Local groups often asked Ila to speak about her hunting experiences. On one occasion, she caught a harmless bull snake for a demonstration at the Bisbee Women’s Club. During the luncheon, she kept the snake beside her chair in a pillowcase where it remained subdued during the meal.

“I gave them a talk on snakes,” Ila said, “and they were very interested, listened to everything.”

She reached into the pillowcase to demonstrate how to handle a snake.

According to Ila, the snake “sort of came to life and he was hissing and wiggling and carrying on terribly. ... I really struggled for quite a while before I could get my snake out of the sack. So finally, I got the snake out, and I said, ‘And now,’ and I looked up, and there wasn’t a single woman in the club. There was not a soul in that auditorium. I put my snake back in my pillowcase and came home. I decided snakes weren’t a very good thing to talk about.”

Ila also took an interest in birds after ornithologist Herbert Brandt came to the ranch. For 11 years, she and Brandt identified birds in the Huachucas. In 1950, she collaborated with National Geographic Magazine on an article, “Flight of the Hummingbird.”

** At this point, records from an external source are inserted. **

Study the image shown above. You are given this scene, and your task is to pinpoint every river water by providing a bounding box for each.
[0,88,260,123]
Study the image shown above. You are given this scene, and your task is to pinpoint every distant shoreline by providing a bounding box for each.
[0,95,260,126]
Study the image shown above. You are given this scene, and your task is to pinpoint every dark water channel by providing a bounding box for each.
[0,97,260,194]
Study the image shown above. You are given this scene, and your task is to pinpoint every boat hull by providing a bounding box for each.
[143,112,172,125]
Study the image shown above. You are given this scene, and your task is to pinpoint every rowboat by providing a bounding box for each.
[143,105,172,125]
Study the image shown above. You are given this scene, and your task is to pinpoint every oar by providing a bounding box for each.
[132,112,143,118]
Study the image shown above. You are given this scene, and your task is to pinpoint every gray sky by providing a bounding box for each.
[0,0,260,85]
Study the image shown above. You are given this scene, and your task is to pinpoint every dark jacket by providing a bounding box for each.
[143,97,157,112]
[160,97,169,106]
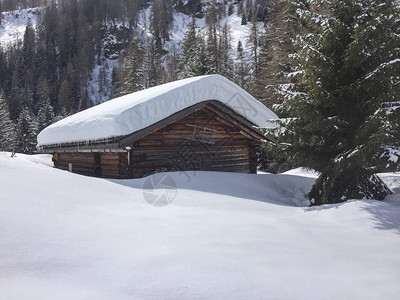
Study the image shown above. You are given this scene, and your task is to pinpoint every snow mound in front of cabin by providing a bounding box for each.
[38,75,278,146]
[0,152,400,300]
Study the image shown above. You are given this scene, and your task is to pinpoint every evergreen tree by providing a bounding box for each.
[280,0,400,204]
[235,41,250,88]
[179,15,207,78]
[115,43,144,96]
[206,0,220,74]
[144,39,163,88]
[15,107,37,154]
[37,98,54,133]
[0,90,14,151]
[219,24,234,79]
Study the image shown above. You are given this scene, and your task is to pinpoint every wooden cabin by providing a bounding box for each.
[38,75,274,178]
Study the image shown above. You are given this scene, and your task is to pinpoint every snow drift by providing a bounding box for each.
[0,153,400,300]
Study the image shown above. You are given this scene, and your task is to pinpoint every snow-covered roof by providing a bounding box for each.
[38,75,277,146]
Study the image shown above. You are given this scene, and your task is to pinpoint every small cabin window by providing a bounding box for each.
[186,124,217,145]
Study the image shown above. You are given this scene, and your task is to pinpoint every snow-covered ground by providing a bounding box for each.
[0,153,400,299]
[0,8,39,47]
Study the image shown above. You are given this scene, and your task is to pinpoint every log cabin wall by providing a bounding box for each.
[53,152,101,176]
[53,106,260,178]
[126,107,259,178]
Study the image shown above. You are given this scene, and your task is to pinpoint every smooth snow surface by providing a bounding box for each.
[0,153,400,300]
[38,75,277,146]
[0,8,39,47]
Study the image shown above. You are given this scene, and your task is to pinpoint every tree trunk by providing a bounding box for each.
[308,167,392,206]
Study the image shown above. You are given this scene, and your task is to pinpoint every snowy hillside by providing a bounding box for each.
[0,153,400,299]
[0,8,39,46]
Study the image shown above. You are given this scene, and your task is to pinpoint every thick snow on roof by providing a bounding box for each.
[38,75,277,146]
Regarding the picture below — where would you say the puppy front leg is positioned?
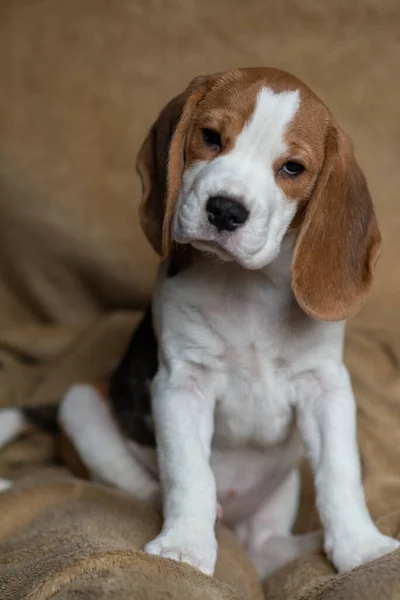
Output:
[145,367,217,575]
[298,365,399,571]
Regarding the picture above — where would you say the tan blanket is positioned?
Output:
[0,0,400,600]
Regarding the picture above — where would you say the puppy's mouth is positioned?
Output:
[190,240,236,262]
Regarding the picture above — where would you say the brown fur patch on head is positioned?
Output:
[137,68,380,320]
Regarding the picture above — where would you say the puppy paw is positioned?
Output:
[327,531,400,573]
[144,530,217,575]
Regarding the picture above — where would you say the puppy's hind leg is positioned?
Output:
[59,384,160,500]
[236,470,323,578]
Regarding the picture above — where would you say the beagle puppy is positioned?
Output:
[1,68,399,576]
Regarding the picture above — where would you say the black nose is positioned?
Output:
[206,196,249,231]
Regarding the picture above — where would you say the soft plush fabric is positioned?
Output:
[0,0,400,600]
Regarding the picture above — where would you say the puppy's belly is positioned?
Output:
[211,430,304,523]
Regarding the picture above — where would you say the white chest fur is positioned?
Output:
[154,244,344,448]
[153,239,344,516]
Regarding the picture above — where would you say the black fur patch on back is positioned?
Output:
[109,306,158,446]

The Healys ran a guest ranch at Carr Canyon during the winter months. From May to October, however, Ila cared for asthmatic children. She never had children of her own.

The ranch became a sanctuary for an assortment of animals the children considered their personal pets. Ila raised a coatimundis from infancy, watched over a doe that considered the ranch a safe haven for its twin fawns and tolerated a buck that had a hankering for tobacco.

Ila died on Sept. 24, 1985. Few can compete with the woman who chased lions and snakes throughout the Huachuca Mountains.